Le 2 mai 1901, le Stanstead Journal informait ses lecteurs que « Mrs. M.M. Haskell and Col. H.S. Haskell purpose erecting a library building » qu’ils offriraient à titre gracieux aux Rockinsulaires, aux Stansteadois et aux résidants de Derby Line. « The institution will be properly endowed, the only concession asked for being that the property be exempted from taxation forever », soulignait par ailleurs l’article.
La bibliothèque serait érigée directement sur la frontière canado-américaine, et ce, afin de faciliter son utilisation par la population frontalière et de souligner les liens d’amitié unissant les communautés vivant de part et d’autre de la frontière. L’édifice, de style victorien, qui abriterait aussi une salle d’opéra, s’appellerait « Haskell Free Library and Opera House » en souvenir de feu Carlos F. Haskell.

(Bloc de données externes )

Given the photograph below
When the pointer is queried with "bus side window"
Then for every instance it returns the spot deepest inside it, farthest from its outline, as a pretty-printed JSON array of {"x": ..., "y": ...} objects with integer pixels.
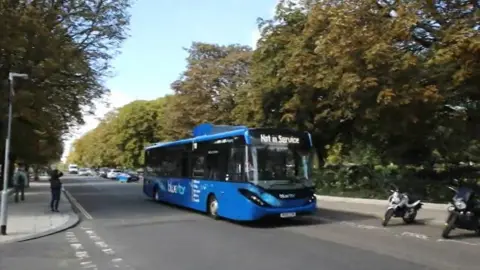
[
  {"x": 235, "y": 164},
  {"x": 198, "y": 167}
]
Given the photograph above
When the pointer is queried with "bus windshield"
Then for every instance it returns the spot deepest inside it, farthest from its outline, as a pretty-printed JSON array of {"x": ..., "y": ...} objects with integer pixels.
[{"x": 279, "y": 166}]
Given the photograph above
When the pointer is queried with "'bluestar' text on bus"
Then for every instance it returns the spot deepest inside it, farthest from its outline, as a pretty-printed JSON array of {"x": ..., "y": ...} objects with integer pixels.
[
  {"x": 278, "y": 139},
  {"x": 176, "y": 189}
]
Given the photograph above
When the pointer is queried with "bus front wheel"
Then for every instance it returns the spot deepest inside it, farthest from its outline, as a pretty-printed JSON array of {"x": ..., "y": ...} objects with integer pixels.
[
  {"x": 212, "y": 207},
  {"x": 156, "y": 195}
]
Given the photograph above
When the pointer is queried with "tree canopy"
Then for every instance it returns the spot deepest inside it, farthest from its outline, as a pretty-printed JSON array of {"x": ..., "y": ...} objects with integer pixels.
[
  {"x": 375, "y": 82},
  {"x": 65, "y": 48}
]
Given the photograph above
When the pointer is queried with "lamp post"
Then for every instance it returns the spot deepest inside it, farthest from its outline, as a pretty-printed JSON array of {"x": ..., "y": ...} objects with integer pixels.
[{"x": 3, "y": 209}]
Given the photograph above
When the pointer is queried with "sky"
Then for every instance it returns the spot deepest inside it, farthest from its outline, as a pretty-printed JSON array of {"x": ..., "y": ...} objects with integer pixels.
[{"x": 153, "y": 56}]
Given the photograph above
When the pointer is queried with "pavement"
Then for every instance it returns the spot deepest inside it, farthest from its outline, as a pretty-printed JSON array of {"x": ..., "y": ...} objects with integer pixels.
[
  {"x": 122, "y": 229},
  {"x": 32, "y": 218}
]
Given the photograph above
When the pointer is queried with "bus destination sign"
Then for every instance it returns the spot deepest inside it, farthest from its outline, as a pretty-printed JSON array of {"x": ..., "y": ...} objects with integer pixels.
[{"x": 279, "y": 139}]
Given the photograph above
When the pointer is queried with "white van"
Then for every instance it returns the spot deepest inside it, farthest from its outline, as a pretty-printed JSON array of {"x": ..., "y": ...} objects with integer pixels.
[{"x": 72, "y": 169}]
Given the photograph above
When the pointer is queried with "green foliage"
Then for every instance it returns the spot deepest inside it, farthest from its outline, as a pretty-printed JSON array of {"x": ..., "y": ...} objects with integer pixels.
[
  {"x": 65, "y": 47},
  {"x": 375, "y": 83}
]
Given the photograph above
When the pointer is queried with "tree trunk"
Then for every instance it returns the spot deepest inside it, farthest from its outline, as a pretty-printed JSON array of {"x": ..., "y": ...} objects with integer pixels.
[{"x": 35, "y": 173}]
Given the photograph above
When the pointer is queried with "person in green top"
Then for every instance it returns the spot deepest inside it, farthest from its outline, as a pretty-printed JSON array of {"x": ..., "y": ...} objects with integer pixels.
[{"x": 19, "y": 182}]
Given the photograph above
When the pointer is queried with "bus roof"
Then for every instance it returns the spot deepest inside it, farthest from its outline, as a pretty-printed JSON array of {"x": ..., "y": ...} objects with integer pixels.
[
  {"x": 202, "y": 138},
  {"x": 209, "y": 132}
]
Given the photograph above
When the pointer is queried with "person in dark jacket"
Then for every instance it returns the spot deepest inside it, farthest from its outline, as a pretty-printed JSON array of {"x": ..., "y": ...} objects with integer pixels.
[
  {"x": 56, "y": 188},
  {"x": 19, "y": 182}
]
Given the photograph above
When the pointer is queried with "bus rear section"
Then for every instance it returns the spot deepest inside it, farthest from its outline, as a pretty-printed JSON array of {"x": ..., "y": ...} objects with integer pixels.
[{"x": 240, "y": 174}]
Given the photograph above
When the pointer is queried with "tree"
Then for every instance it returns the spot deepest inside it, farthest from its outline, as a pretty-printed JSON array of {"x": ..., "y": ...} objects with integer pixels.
[
  {"x": 65, "y": 47},
  {"x": 208, "y": 90},
  {"x": 120, "y": 138},
  {"x": 357, "y": 69}
]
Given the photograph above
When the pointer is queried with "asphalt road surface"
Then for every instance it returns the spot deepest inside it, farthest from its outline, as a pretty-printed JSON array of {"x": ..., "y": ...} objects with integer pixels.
[{"x": 122, "y": 229}]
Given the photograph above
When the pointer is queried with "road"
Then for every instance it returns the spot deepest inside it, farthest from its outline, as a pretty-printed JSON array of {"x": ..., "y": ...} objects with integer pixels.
[{"x": 122, "y": 229}]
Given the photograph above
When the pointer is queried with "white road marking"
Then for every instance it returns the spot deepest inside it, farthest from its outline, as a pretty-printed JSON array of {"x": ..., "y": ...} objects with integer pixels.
[
  {"x": 362, "y": 226},
  {"x": 116, "y": 261},
  {"x": 78, "y": 205},
  {"x": 80, "y": 252},
  {"x": 415, "y": 235},
  {"x": 458, "y": 242}
]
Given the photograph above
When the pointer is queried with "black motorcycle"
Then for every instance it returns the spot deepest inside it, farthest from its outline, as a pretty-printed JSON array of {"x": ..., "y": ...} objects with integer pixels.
[
  {"x": 463, "y": 211},
  {"x": 401, "y": 205}
]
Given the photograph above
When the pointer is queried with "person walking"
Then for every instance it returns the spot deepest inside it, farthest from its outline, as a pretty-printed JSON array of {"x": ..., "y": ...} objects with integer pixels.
[
  {"x": 56, "y": 188},
  {"x": 19, "y": 182}
]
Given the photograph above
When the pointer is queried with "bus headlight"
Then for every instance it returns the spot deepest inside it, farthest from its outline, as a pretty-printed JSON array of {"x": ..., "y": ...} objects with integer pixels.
[
  {"x": 460, "y": 205},
  {"x": 253, "y": 197}
]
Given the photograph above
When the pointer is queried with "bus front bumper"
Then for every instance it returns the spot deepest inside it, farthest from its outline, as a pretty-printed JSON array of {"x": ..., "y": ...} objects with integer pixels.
[{"x": 283, "y": 212}]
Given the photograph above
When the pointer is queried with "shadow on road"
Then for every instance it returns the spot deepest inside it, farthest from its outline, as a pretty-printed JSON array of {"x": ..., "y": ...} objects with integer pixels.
[
  {"x": 463, "y": 234},
  {"x": 337, "y": 215}
]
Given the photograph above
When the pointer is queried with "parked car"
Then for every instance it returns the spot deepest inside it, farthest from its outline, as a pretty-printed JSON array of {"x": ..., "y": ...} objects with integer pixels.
[
  {"x": 83, "y": 172},
  {"x": 103, "y": 172},
  {"x": 131, "y": 176},
  {"x": 112, "y": 174}
]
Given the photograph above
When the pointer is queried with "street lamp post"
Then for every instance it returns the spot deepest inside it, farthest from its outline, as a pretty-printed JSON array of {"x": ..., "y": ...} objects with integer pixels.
[{"x": 3, "y": 209}]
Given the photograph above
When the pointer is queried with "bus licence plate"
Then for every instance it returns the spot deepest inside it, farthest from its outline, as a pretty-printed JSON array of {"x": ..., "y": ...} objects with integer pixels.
[{"x": 287, "y": 215}]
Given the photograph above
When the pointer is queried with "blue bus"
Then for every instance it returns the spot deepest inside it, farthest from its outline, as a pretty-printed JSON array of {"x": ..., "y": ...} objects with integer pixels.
[{"x": 234, "y": 172}]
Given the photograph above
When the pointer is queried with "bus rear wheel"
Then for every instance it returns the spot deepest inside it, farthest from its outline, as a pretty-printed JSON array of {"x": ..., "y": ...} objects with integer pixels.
[
  {"x": 156, "y": 195},
  {"x": 212, "y": 207}
]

Les travaux de construction débutèrent fin 1901. L’entreprise fut binationale : les architectes étaient québécois (James Ball, natif de Rock Island) et bostonnais (Gilbert Smith) ; l’entrepreneur (Nathan Beach), un Étatsunien vétéran de la guerre de Sécession, résidait à Georgeville dans les Cantons-de-l’Est ; les matériaux provenaient des deux pays, mais surtout du Québec ; etc. Le gros des travaux furent complétés en 1904, au coût de plus de 50 000 $, une somme conséquente à l’époque.

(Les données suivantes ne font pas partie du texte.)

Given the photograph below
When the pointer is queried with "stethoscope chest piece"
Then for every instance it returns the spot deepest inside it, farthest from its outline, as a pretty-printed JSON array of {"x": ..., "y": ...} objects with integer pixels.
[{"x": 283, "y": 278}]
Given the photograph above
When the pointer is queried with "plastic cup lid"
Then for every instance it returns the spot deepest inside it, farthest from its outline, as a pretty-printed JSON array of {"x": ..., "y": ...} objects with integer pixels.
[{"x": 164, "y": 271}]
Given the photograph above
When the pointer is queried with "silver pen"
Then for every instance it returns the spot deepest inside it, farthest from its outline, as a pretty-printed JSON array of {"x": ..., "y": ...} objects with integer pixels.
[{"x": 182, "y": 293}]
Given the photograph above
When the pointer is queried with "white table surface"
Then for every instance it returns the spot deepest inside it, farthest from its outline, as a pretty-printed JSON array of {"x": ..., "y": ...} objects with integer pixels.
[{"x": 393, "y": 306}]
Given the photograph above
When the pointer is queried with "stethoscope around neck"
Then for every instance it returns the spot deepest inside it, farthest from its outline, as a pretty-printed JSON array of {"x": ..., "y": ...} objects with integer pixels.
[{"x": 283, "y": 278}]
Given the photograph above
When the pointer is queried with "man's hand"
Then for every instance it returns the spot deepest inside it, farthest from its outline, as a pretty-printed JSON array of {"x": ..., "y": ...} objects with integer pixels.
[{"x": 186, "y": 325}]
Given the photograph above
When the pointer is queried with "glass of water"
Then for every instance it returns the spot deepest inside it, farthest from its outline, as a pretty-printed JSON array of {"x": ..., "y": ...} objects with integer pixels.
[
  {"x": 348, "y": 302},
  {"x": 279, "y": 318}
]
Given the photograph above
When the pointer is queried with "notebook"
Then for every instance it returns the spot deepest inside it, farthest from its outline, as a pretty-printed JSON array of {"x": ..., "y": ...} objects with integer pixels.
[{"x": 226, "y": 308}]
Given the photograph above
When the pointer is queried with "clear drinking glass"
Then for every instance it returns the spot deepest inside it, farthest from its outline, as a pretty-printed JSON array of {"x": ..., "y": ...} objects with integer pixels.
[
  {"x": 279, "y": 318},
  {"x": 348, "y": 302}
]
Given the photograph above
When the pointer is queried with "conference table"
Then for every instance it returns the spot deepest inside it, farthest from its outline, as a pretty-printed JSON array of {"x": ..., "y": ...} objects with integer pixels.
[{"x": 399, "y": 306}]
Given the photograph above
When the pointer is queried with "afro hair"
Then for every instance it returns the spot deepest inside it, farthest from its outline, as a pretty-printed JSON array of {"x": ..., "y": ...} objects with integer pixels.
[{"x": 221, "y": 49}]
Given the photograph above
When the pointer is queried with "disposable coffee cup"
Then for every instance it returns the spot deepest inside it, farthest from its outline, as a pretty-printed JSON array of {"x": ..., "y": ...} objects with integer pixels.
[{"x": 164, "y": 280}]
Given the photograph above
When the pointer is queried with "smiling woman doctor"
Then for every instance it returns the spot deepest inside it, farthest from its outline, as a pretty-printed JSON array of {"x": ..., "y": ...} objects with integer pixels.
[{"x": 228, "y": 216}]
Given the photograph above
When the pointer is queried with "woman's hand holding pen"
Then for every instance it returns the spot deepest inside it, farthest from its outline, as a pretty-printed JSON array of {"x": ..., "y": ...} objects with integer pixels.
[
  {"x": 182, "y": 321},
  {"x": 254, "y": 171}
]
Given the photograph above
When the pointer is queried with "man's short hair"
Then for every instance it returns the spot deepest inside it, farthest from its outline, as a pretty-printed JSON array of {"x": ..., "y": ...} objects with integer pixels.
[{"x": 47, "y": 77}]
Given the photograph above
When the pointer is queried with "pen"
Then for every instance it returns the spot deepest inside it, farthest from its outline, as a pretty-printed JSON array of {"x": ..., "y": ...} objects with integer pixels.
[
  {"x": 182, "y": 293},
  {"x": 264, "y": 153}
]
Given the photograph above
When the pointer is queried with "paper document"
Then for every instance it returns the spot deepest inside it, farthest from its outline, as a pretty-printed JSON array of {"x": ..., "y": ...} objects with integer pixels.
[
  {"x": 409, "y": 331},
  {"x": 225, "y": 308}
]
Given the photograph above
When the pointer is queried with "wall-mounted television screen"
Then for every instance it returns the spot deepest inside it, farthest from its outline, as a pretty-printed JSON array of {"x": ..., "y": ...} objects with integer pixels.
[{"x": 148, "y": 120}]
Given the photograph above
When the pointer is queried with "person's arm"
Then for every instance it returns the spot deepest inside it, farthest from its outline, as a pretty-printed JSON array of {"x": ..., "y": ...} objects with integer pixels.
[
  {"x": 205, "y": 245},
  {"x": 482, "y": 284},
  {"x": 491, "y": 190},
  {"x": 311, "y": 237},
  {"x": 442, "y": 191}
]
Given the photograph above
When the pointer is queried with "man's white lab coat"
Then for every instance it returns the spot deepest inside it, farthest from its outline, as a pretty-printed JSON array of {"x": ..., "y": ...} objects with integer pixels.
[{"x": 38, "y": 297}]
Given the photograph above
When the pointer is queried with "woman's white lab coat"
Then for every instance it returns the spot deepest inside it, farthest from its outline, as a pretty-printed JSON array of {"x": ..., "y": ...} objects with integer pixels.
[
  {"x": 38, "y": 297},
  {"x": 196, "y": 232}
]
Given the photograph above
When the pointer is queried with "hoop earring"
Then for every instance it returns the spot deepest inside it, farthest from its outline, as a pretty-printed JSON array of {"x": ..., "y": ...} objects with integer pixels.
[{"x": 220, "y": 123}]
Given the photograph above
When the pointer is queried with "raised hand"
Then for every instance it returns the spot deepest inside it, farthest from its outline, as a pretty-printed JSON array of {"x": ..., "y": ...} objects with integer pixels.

L’Opera House, conçue pour accueillir des pièces de théâtre et des concerts, fut inaugurée le 7 juin 1904. La bibliothèque n’était toutefois pas encore en mesure d’ouvrir ses portes au public : ses rayons étaient vides. Le colonel Haskell se rendit donc à Boston et à New York afin de résoudre le problème. Le voyage porta ses fruits : de retour à la mi-décembre, il informa le journal local qu’il avait « completed the purchase of books for the library ».
En février 1905, la bibliothèque put enfin ouvrir ses portes (5 jours par semaine).
Au moment de son décès en 1906, Martha Stewart valait au minimum 130 000$. Elle et son fils étaient les seuls propriétaires de la bibliothèque. En 1908, Horace s’engagea à transférer la propriété de la bibliothèque à une corporation autonome et, pour la mettre à l’abri, à la doter d’un fonds de 50 000 $. Mais à certaines conditions, notamment : « That the Haskell Free Library shall be forever maintained a Free Public Library to the inhabitants of the village of Derby Line […] and also to the inhabitants of the villages of Rock Island and Sanstead Plain […] in the Province of Quebec, Canada [et que] the Opera House and other property herein granted be forever managed and used for the support and maintenance of said Haskell Library. »
Bien qu’elle se trouvât à 60% en territoire québécois, la Bibliothèque gratuite Haskell (BGH) fut néanmoins incorporée en vertu des lois du Vermont. Aux termes de sa charte, elle devait être administrée par un conseil de sept membres, « the majority of whom shall be citizens of the United States of America, and four of whom must be residents of the villages of Derby Line, Vermont, and Rock Island and Stanstead Plain, Canada » (art. 1)
Le premier bibliothécaire, Ora Carpenter, un cousin du colonel Haskell, entra en fonction en 1907. Tout à la fois responsable, concierge, membre du conseil d’administration et secrétaire-trésorier de la BGH, il demeura en poste durant 25 ans. Il mourut le 7 mai 1932 ; ses funérailles eurent lieu dans la bibliothèque, son second chez-soi. De 1932 à la fin du siècle, sept bibliothécaires en chef se succédèrent à la tête de l’institution.
En raison de son emplacement, à cheval sur la frontière canado-américaine, la BGH est hors du commun : les collections et le comptoir du prêt sont en territoire québécois, alors que l’entrée est au Vermont. D’aucuns affirment d’ailleurs à la blague que la Haskell est la seule bibliothèque publique étatsunienne à ne contenir aucun livre et la seule bibliothèque québécoise à ne pas disposer de porte d’entrée! Quant à la salle de lecture — la Kenneth Baldwin International Room —, elle est à moitié américaine, à moitié québécoise.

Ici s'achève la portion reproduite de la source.